Agama Buddha Tantrayana sebenarnya merupakan perkembangan lanjutan dari agama Buddha Mahayana yang dianggap cukup memegang peranan penting dalam penyebarannya di wilayah India hingga ke Asia sejak awal tahun 400 Masehi. Aliran agama Buddha Tantrayana ini menekankan pada hal akhir tentang "keselamatan tertinggi / Nibbana" yang dapat dicapai melalui berbagai macam metode meditasi dan visualisasi (segi pikiran), mantera (segi ucapan) serta pembentukan mudra (segi jasmani) hasil observasi dan analisa yang mendalam dari para Guru Akar, dimana hal-hal tersebut harus dilakukan secara harmonis oleh seorang sadhaka dengan cara berusaha memahami sifat jati diri ke-Tuhan-an yang absolut dan pemanfaatan kekuatan alam semesta lewat bimbingan seorang guru spiritual Tantrayana yang ahli.
Aliran agama Buddha Tantrayana ini juga biasa disebut sebagai aliran esoteris atau aliran rahasia yang mengandung kegaiban, sedangkan aliran agama Buddha lainnya disebut sebagai aliran eksoteris atau aliran yang terbuka dan umum.
Perbedaan dasarnya adalah, bila aliran esoteris meyakini : kemampuan pencapaian Nibbana atau tubuh ke-Buddha-an dapat diraih dalam waktu sekejab di kehidupan ini lewat sadhana yang benar, sedangkan aliran eksoteris lebih meyakini : kemampuan pencapaian Nibbana atau tubuh ke-Buddha-an hanya dapat diraih dengan melewati beberapa kali kehidupan secara bertahap dan terus menerus bertumimbal lahir hingga waktu yang tepat (bisa dalam tujuh kali kehidupan atau lebih, bahkan ada yang sampai bermilyar-milyar kali kehidupan).
Menurut peraturan beberapa aliran esoteris yang melakukan disiplin keras di Tibet, seorang sadhaka baru diijinkan mempelajari agama Buddha Tantrayana setelah menguasai lebih dari 70 % dasar filsafat dan pengetahuan umum mengenai aliran eksoteris lewat ujian lisan maupun tulisan (masa pembelajaran Tri Pitaka secara umum sekitar 10 s/d 15 tahun), hal ini penting dilakukan agar tidak terjadi kesalah-pahaman penerapan ajaran agama Buddha yang membutuhkan daya pemahaman universal yang cukup rumit.
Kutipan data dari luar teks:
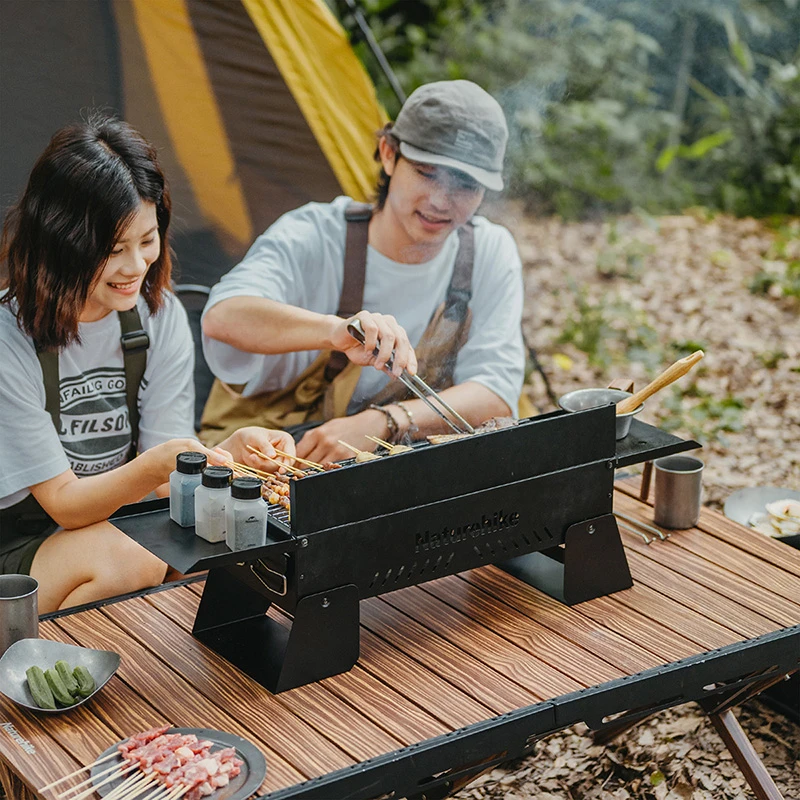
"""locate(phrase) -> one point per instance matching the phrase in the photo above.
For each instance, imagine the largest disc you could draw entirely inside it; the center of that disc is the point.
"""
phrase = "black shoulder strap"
(459, 293)
(351, 300)
(134, 341)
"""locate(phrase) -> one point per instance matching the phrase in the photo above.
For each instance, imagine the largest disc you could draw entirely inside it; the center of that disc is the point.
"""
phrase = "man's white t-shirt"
(95, 433)
(300, 261)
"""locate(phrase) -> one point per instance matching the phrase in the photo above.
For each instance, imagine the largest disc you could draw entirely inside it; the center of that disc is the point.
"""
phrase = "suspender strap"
(134, 341)
(351, 300)
(48, 359)
(459, 292)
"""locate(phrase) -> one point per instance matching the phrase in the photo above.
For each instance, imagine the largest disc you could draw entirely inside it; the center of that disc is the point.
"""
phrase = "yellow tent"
(256, 106)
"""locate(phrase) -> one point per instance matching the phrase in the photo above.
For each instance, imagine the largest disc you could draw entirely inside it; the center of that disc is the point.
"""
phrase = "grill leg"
(591, 564)
(322, 640)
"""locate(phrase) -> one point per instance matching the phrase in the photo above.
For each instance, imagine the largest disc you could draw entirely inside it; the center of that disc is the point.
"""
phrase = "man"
(418, 270)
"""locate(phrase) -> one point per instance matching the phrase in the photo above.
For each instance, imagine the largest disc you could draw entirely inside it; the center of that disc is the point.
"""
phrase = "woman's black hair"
(382, 186)
(82, 194)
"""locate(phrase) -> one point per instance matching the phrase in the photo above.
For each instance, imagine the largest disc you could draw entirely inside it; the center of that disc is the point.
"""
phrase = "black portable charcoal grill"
(535, 499)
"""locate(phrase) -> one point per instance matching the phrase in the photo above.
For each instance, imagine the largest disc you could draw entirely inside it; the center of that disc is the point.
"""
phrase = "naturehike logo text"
(448, 536)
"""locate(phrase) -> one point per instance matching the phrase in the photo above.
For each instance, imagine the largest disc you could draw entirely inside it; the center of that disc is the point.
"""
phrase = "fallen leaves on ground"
(677, 283)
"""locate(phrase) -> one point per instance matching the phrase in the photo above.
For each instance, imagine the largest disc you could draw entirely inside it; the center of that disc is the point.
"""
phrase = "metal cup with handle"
(19, 609)
(679, 490)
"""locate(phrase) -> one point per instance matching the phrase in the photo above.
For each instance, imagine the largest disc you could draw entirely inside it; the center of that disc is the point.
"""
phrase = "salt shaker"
(211, 499)
(183, 481)
(247, 515)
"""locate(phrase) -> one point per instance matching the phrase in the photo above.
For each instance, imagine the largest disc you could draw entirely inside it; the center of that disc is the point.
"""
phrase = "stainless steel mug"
(679, 491)
(19, 609)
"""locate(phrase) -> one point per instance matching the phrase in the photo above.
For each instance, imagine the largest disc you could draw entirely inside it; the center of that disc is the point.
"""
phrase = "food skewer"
(114, 768)
(109, 779)
(78, 772)
(361, 455)
(132, 786)
(305, 461)
(293, 470)
(394, 449)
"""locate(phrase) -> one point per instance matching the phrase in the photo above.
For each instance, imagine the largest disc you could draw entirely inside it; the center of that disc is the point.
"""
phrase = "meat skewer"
(293, 470)
(394, 449)
(361, 455)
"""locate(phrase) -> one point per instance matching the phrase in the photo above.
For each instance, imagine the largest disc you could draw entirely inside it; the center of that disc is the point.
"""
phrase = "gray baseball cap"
(455, 124)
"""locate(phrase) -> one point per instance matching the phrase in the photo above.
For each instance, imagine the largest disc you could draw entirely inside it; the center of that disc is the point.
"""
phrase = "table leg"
(745, 756)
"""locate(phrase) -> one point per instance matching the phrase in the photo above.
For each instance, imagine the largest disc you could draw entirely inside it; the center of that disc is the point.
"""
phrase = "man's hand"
(381, 331)
(264, 440)
(322, 443)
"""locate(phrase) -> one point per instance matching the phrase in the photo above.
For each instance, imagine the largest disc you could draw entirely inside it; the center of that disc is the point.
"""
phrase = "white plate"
(741, 505)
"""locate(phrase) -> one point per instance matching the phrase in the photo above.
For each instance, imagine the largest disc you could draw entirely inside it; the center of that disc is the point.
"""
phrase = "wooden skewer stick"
(159, 793)
(256, 473)
(136, 790)
(293, 470)
(670, 374)
(78, 771)
(131, 787)
(301, 460)
(92, 778)
(350, 447)
(109, 779)
(379, 441)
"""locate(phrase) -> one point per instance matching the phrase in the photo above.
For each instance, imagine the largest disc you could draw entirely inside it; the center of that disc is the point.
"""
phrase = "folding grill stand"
(535, 499)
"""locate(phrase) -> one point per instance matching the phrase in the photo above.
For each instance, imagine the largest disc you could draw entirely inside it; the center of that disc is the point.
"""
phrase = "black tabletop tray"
(150, 525)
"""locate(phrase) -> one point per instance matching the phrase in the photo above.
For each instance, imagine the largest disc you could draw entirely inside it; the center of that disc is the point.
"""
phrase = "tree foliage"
(616, 104)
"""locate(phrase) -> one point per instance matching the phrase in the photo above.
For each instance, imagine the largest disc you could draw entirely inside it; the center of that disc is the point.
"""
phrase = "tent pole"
(376, 50)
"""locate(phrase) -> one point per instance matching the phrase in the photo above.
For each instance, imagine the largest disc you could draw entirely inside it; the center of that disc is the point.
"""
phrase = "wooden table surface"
(435, 658)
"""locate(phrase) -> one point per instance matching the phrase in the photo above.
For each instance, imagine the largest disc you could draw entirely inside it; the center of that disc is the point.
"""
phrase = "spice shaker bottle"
(247, 515)
(211, 499)
(183, 481)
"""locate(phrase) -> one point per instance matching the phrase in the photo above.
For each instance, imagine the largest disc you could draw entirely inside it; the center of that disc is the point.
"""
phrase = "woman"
(85, 292)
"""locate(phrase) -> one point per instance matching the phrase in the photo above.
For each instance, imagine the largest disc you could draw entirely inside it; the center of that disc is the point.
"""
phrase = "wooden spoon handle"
(670, 374)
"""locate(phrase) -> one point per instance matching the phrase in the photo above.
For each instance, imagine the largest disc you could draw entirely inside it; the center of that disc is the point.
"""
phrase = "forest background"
(653, 188)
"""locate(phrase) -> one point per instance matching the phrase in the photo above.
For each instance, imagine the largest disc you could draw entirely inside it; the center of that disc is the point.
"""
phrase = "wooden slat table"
(454, 676)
Sedangkan kini, di luar Tibet, peraturan-peraturan tersebut sudah lebih disesuaikan dengan kultur dan lingkungan tempat tinggal mayoritas dari para penganutnya.
Penggunaan kata "Tantra" sendiri memiliki arti merajut atau menenun, ini merupakan sebuah istilah yang mengarah pada gabungan kondisi pikiran, ucapan, tindakan yang bersifat rahasia dan memiliki tujuan untuk berusaha memahami sifat sejati "seseorang" yang sebenarnya adalah seorang Buddha, hanya saja "seseorang" tersebut masih seorang insan calon Buddha yang belum menyadari kebijaksanaan ke-Buddha-an dalam dirinya sendiri saat ini.
Untuk itulah aliran esoteris sangat menekankan pentingnya latihan sadhana yang benar, dimulai dari :
1.) Tingkat awal / eksternal = berlatih Catur Prayoga ---> Guru Yoga ---> Yidam Yoga & Dharmapala
2.) Tingkat lanjutan / internal = melatih prana, nadi dan bindu ---> Vajra Dharma Yoga
3.) Tingkat esoterik = Anuttara Yoga Tantra
4.) Tingkat maha esoterik = Maha Dzogchen
Dalam esoteris, sebuah kegiatan sadhana merupakan hal yang amat sakral dan penting sehubungan dengan adanya kemungkinan pencapaian Nibbana atau tubuh ke-Buddha-an secara sekejab, dan hal pencapaian ini sangat berhubungan erat dengan keberadaan seorang guru spiritual Tantrayana yang ahli dan yang diyakini mampu untuk memberikan pertolongan dan bimbingan ajaran secara jelas kepada seorang sadhaka pemula melalui sebuah ritual pemberkatan khusus pada tahap awal memulai pelajaran esoteris (biasa disebut : inisiasi / abhiseka / anuttement / visudhi abhisecani).
Pentingnya sebuah ritual pemberkatan khusus ini didasarkan pada kepercayaan tentang adanya perbedaan tingkatan pencapaian spiritual yang dimiliki oleh seorang guru dengan seorang calon murid, yang pada umumnya tingkat spiritual seorang guru adalah dianggap "lebih menguasai dan suci" jika dibandingkan dengan tingkat spiritual seorang murid. Sehingga atas dasar inilah seorang guru dalam tradisi Tantrayana memiliki tanggung jawab maksimal untuk menyelamatkan dan menanggung seluruh karma-karma buruk yang dimiliki oleh murid tersebut.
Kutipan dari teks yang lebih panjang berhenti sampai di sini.